Democrats say it’s far too early for this conversation — arguing that it’s unproductive to talk about a general election ticket when Clinton is battling three other declared Democratic candidates and the ever-present perception of inevitability.
“If I were Julián Castro I’d be worried,” said one Clinton ally with an eye on Democrats’ efforts to woo Hispanic voters. “Others who are in his corner need to dial down those effusive musings.”
The piece has almost no one on the record with that point of view. One on-the-record conversation comes from Henry Cisneros, himself a former HUD Secretary and mayor of San Antonio prior to Castro’s emergence, although Politico quotes other Latinos in the Democratic Party extolling Castro’s virtues. Cisneros wants Castro on the ticket, calling him “the superior candidate” based in part on his record (of what?), but also his “Latin heritage.”
Another on-the-record conversation comes from Chris Lehane, a longtime Clinton ally, who wonders how Democrats can possibly argue that a mayor and a HUD Secretary can be considered ready to be a heartbeat away from the big chair — perhaps especially when the top of the ticket is 69 years old. At least Dan Quayle had two terms in the Senate.

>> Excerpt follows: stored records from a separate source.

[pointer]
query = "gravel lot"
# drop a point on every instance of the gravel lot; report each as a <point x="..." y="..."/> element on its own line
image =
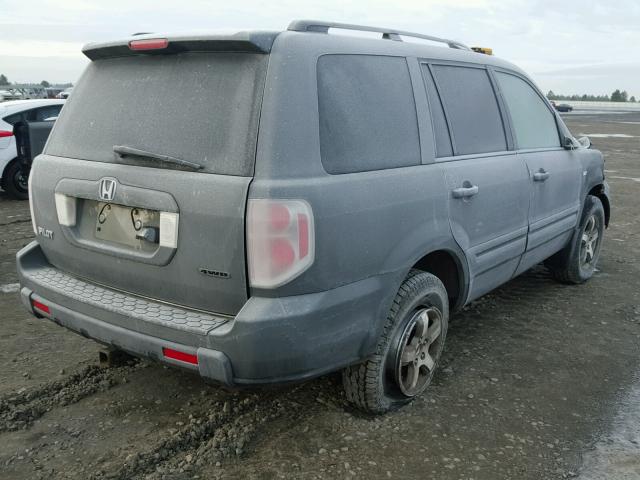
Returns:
<point x="539" y="381"/>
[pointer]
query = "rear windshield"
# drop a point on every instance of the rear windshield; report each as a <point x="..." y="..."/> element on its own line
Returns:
<point x="198" y="107"/>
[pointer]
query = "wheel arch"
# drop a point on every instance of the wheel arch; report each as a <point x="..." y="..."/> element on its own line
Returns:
<point x="450" y="266"/>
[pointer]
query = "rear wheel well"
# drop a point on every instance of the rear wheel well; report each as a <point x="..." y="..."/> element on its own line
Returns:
<point x="598" y="191"/>
<point x="446" y="267"/>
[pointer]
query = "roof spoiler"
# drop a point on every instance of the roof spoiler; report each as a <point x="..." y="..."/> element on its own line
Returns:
<point x="387" y="33"/>
<point x="249" y="42"/>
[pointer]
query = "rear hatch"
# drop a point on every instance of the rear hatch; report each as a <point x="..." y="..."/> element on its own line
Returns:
<point x="143" y="184"/>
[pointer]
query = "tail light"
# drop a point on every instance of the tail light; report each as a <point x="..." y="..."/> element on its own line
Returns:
<point x="280" y="241"/>
<point x="30" y="189"/>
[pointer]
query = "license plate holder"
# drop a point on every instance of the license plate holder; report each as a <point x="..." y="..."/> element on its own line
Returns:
<point x="122" y="224"/>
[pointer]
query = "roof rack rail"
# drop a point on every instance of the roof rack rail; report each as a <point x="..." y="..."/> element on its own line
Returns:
<point x="387" y="33"/>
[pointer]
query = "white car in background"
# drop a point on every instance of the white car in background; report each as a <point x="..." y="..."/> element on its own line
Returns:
<point x="13" y="175"/>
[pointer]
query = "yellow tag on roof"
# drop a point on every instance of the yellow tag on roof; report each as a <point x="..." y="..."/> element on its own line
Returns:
<point x="485" y="50"/>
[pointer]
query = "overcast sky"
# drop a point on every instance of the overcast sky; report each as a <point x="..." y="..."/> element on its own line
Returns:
<point x="569" y="46"/>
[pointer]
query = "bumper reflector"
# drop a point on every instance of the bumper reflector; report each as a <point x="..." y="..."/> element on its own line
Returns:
<point x="180" y="356"/>
<point x="40" y="307"/>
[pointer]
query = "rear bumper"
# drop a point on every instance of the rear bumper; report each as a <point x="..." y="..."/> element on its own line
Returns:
<point x="271" y="340"/>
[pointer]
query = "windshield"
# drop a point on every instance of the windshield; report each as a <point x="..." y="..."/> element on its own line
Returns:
<point x="200" y="107"/>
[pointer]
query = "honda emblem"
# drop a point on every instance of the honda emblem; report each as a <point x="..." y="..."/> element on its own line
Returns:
<point x="107" y="189"/>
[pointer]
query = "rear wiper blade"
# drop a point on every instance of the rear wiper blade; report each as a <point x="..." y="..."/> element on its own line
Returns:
<point x="123" y="150"/>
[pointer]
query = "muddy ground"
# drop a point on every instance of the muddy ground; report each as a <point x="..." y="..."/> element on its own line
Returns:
<point x="537" y="382"/>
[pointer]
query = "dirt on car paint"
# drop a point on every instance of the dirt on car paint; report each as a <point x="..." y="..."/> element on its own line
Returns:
<point x="532" y="382"/>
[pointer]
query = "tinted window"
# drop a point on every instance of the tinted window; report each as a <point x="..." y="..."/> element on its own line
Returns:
<point x="472" y="109"/>
<point x="533" y="123"/>
<point x="440" y="128"/>
<point x="199" y="107"/>
<point x="42" y="114"/>
<point x="13" y="119"/>
<point x="367" y="113"/>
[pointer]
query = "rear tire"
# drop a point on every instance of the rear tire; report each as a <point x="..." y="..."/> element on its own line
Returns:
<point x="15" y="182"/>
<point x="576" y="263"/>
<point x="408" y="350"/>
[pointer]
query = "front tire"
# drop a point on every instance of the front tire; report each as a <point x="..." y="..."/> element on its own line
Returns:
<point x="15" y="181"/>
<point x="408" y="350"/>
<point x="576" y="263"/>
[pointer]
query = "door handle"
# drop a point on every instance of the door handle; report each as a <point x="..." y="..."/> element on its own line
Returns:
<point x="466" y="191"/>
<point x="541" y="175"/>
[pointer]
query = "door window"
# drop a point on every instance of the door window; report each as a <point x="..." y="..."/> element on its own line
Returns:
<point x="440" y="128"/>
<point x="533" y="123"/>
<point x="472" y="109"/>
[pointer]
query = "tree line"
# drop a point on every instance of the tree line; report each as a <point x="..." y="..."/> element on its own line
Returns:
<point x="4" y="82"/>
<point x="616" y="96"/>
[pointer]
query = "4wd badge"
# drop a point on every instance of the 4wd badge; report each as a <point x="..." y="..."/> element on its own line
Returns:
<point x="45" y="232"/>
<point x="107" y="189"/>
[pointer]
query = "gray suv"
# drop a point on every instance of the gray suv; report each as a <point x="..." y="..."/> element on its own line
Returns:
<point x="271" y="206"/>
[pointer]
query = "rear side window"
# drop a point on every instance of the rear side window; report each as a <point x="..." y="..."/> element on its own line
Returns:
<point x="43" y="113"/>
<point x="198" y="107"/>
<point x="533" y="122"/>
<point x="367" y="113"/>
<point x="472" y="109"/>
<point x="440" y="128"/>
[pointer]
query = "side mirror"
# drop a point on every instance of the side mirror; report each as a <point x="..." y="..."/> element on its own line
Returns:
<point x="584" y="142"/>
<point x="570" y="143"/>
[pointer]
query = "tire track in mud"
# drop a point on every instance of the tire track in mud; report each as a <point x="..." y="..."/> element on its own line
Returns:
<point x="19" y="410"/>
<point x="224" y="432"/>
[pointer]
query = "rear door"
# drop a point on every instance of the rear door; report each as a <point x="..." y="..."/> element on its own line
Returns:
<point x="488" y="184"/>
<point x="144" y="180"/>
<point x="555" y="174"/>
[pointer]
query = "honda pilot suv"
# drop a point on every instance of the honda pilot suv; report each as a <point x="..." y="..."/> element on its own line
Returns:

Remember when Democrats made the same point about the GOP’s running mate in 2008? Team Hillary does, and another anonymouse from Team Clinton delivered this parting shot at Castro and his cheerleading squad:
“Yes, he’s a rising star, and people even talk about him being the first Latino president,” said the Democratic strategist allied with Clinton. “But now is just not the time, in this day and age when people are looking for real presidential experience. [President Barack] Obama was on the receiving end of charges of not being prepared.”
“John McCain chose Sarah Palin and was bashed for that,” she added. “She has more experience than [Castro] does.”
Actually, Palin had more experience in executive governance than any of the three other people on the major-party tickets at the time. Democrats insisted that Palin couldn’t be trusted with the job, especially with John McCain’s age and potential health issues. It’ll be a little too much of a parallel for a campaign that will already get plenty of comparisons to the 2008 Republican effort.
Besides, this misses a couple of key points. First, the candidate at the top of the ticket can’t afford to be overshadowed by their running mate, and the focus on Castro — his personality and his lack of credibility — would almost certainly do that, muddying up the message. Second, running mates don’t win or lose elections. Despite the ridicule heaped on Quayle, George H. W. Bush came from double-digit polling deficits to easily beat Michael Dukakis. Walter Mondale lost 49 states in 1984 despite adding Geraldine Ferraro as his running mate as the first woman on a major ticket. Barack Obama won two elections with the gaffe-prone Joe Biden despite an earlier plagiarism scandal. It helps to have a sound and capable running mate, but voters cast ballots for the presidency, not for the coolness of the person at the bottom of the ticket.
The message from Clintonland sounds pretty clear in any case: Back off, kid.